Roth S, Naber K, Scheer M, Gruenwaldt G, Lange H
Eur J Clin Pharmacol. 1976 Sep 30;10(5):357-65. doi: 10.1007/BF00565626.
Serum concentration, biological half-life, distribution space and serum clearance of sisomicin, a new aminoglycoside antibiotic, have been studied in twenty-three patients in comparison with the pharmacokinetics of 125I-labelled iothalamate, a compound only filtered by the kidney. 10 patients had normal or borderline abnormal serum creatinine (less than 1,5 mg/100 ml), 8 had various degrees of renal insufficiency (serum creatinine 1.7-9.6 mg/100 ml) and 6 were being treated by intermittent haemodialysis. After intravenous injection of sisomicin 1 mg/kg body weight in patients with normal or borderline renal function its half-life was 3.5 h, very similar to that of iothalamate, 3.2 h. The mean distribution space was 20.1% per cent of body weight; iothalamate, 23.7%. In patients with renal insufficiency there was a positive correlation between serum creatinine level and the half-life of sisomicin, and an even stronger correlation between the clearances of iothalamate and sisomicin. In patients dependent on haemodialysis, the mean serum half-life between dialysis was 40 h, compared to approximately 100 hours for iothalamate, which implies additional extrarenal clearance or tubular secretion of sisomicin. The results of pharmacokinetic studies indicated that a regime of sisomicin 1 mg/kg every 8 to 12 hours in patients with normal renal function would result in serum and urine levels sufficiently high to treat most urinary tract infections. In patients with impaired renal function the dosage interval should be increased according to the serum creatinine level, and in patients dependent on haemodialysis one standard dose at the end of each dialysis period should suffice. 9 patients with a chronic urinary tract infection severely complicated by an underlying disease were treated according to this dosage regimen with a satisfactory bacteriological and clinical result. No adverse reactions or signs of accumulation were observed.
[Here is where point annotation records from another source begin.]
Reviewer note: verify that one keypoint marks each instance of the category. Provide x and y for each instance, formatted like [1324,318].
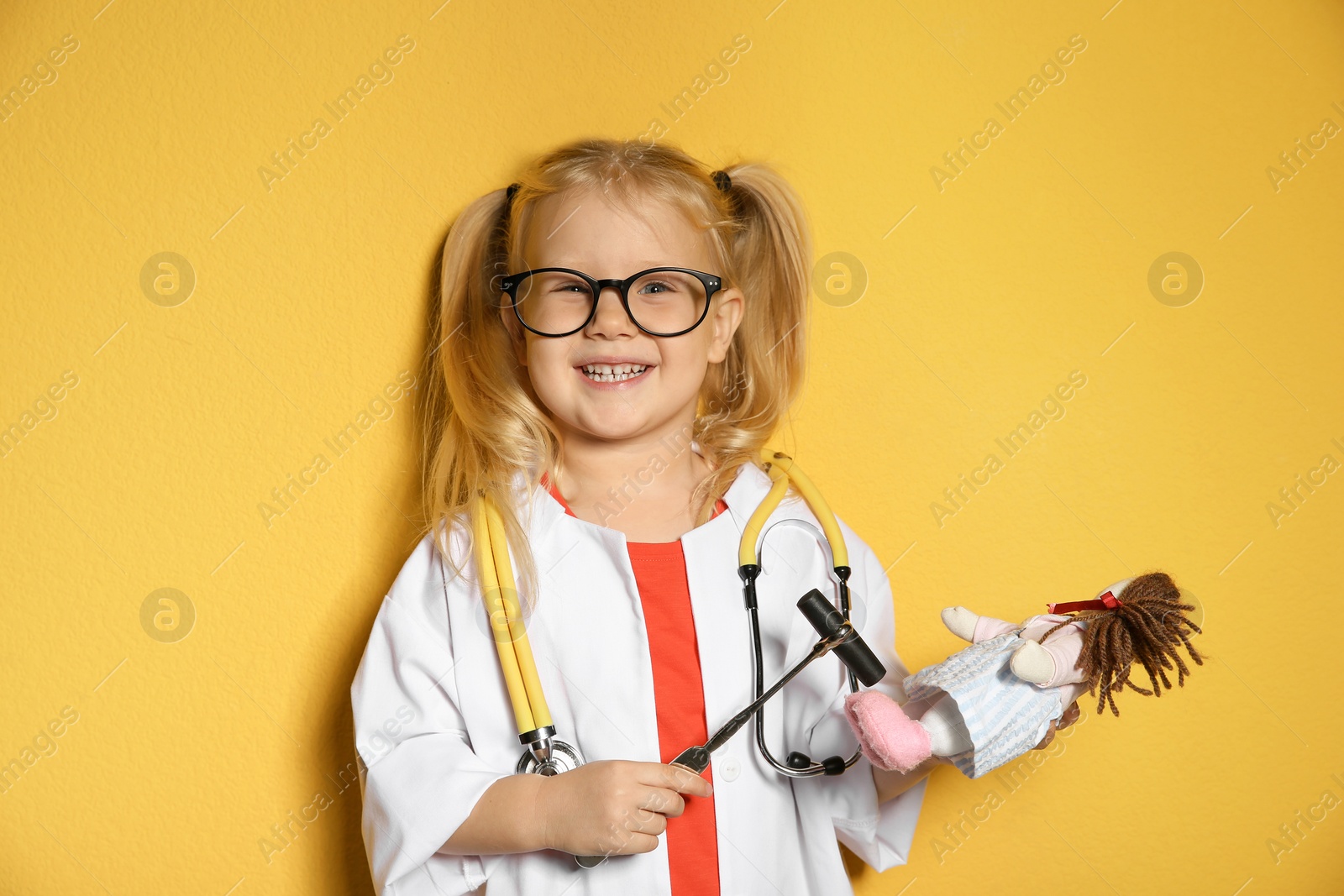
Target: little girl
[617,425]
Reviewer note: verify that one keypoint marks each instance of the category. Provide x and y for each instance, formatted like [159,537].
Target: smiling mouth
[613,372]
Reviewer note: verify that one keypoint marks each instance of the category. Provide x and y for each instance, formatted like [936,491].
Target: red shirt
[679,696]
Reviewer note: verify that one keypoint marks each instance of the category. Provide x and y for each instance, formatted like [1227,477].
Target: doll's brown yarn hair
[1148,627]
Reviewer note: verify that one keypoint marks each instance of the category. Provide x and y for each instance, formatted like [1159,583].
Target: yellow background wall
[181,412]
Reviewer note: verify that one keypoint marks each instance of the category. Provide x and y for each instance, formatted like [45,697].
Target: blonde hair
[483,422]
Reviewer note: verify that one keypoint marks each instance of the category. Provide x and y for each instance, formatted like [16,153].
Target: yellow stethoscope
[548,755]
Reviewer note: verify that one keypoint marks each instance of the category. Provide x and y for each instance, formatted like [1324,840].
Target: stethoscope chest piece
[561,758]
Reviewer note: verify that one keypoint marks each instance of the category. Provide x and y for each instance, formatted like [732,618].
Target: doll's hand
[1063,721]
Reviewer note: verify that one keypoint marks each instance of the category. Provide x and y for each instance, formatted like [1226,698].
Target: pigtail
[749,394]
[480,425]
[1148,627]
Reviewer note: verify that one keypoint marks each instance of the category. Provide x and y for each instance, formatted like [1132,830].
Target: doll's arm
[1054,661]
[974,627]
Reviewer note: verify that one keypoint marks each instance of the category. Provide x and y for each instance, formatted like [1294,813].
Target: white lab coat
[434,727]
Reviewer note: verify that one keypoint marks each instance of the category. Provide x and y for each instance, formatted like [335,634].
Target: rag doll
[999,694]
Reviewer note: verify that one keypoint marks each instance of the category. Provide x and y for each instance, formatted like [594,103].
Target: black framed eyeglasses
[561,301]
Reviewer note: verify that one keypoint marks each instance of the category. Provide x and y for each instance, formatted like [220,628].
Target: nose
[611,317]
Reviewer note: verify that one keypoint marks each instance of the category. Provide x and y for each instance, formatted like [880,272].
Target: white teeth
[613,372]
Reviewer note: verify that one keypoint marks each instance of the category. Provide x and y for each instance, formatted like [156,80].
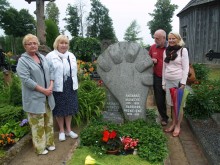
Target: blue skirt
[66,101]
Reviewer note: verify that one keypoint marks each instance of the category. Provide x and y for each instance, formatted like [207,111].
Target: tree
[52,12]
[99,23]
[80,6]
[52,31]
[4,5]
[73,20]
[132,32]
[85,48]
[17,24]
[162,16]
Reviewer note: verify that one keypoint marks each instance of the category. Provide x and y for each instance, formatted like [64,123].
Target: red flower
[112,135]
[105,136]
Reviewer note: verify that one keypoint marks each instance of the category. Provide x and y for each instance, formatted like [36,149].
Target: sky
[122,12]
已对23例患者研究了新氨基糖苷类抗生素西索米星的血清浓度、生物半衰期、分布容积和血清清除率,并与仅经肾脏滤过的化合物125I标记的碘他拉酸盐的药代动力学进行了比较。10例患者血清肌酐正常或临界异常(低于1.5mg/100ml),8例有不同程度的肾功能不全(血清肌酐1.7 - 9.6mg/100ml),6例正在接受间歇性血液透析治疗。在肾功能正常或临界肾功能的患者中静脉注射1mg/kg体重的西索米星后,其半衰期为3.5小时,与碘他拉酸盐的半衰期3.2小时非常相似。平均分布容积为体重的20.1%;碘他拉酸盐为23.7%。在肾功能不全的患者中,血清肌酐水平与西索米星的半衰期呈正相关,碘他拉酸盐和西索米星的清除率之间的相关性更强。在依赖血液透析的患者中,透析间期的平均血清半衰期为40小时,而碘他拉酸盐约为100小时,这意味着西索米星有额外的肾外清除或肾小管分泌。药代动力学研究结果表明,肾功能正常的患者每8至12小时给予1mg/kg西索米星的方案将使血清和尿液水平足够高,以治疗大多数尿路感染。肾功能受损的患者应根据血清肌酐水平增加给药间隔,而依赖血液透析的患者在每次透析结束时给予一个标准剂量就足够了。9例患有慢性尿路感染且因基础疾病而严重复杂化的患者按照该给药方案进行治疗,细菌学和临床结果均令人满意。未观察到不良反应或蓄积迹象。